It is nothing less than the most devastating, contemporaneous takedown of a sitting president in modern history.
The James Comey storm, brewing menacingly on the horizon for months, slammed into the White House just after 5 p.m. ET on Thursday, as the first leaks of the fired FBI director's explosive new book started gushing out.
Proving that revenge is a dish best served cold, Comey waited 11 months to exact his retribution for his dismissal by President Donald Trump last May. When it came it was unsparing, richly detailed and mortifying for the President.
He painted Trump as a relentless liar who is obsessively unethical, devoid of humanity and a slave to his ego, who is clueless about his job and unconcerned about a Russian assault on American democracy.

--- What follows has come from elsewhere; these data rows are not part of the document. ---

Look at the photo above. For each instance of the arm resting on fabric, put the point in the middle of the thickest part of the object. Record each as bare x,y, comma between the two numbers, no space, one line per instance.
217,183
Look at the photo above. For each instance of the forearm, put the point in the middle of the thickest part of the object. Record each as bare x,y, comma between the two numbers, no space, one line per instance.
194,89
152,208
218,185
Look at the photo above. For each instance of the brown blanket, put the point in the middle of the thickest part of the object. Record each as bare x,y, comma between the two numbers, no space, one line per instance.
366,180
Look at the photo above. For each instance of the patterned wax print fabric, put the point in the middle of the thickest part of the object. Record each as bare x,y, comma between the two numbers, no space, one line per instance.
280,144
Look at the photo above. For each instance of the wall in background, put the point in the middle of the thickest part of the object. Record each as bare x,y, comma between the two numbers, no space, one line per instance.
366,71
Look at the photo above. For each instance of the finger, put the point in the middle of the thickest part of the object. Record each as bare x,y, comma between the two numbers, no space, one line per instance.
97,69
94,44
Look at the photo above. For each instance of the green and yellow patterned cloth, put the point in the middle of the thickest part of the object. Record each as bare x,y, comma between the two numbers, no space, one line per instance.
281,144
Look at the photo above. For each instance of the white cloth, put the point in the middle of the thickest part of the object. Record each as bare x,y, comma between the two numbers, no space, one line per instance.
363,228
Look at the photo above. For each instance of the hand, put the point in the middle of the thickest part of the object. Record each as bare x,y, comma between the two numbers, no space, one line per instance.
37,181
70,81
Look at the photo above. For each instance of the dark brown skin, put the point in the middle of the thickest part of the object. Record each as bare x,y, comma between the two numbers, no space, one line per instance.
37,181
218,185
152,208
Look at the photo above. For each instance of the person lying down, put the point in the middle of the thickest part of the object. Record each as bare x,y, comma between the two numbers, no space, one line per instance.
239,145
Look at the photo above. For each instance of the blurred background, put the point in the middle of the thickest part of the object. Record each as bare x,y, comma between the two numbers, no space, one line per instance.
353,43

Jabbing the President in a strikingly personal way, Comey noted the size of Trump's hands, said his skin looked orange and described white rings around his eyes from tanning goggles.
But Comey's book isn't just out to hurt Trump's feelings, it's out to destroy him.
He is on a more profound mission: His book is a parable about the threat from a brazen President who demands a warped concept of loyalty and has only disdain for the rule of law.
"Hell hath no fury like an FBI director scorned," former Trump economic adviser Stephen Moore said on CNN.
CNN obtained a copy of the book and corroborated news reports about Comey's highly anticipated recounting of his time in the Trump administration
.
In one staggering part of the book, "A Higher Loyalty," Comey said dealing with Trump reminded him of his days prosecuting Mafia kingpins with their "silent circle of assent."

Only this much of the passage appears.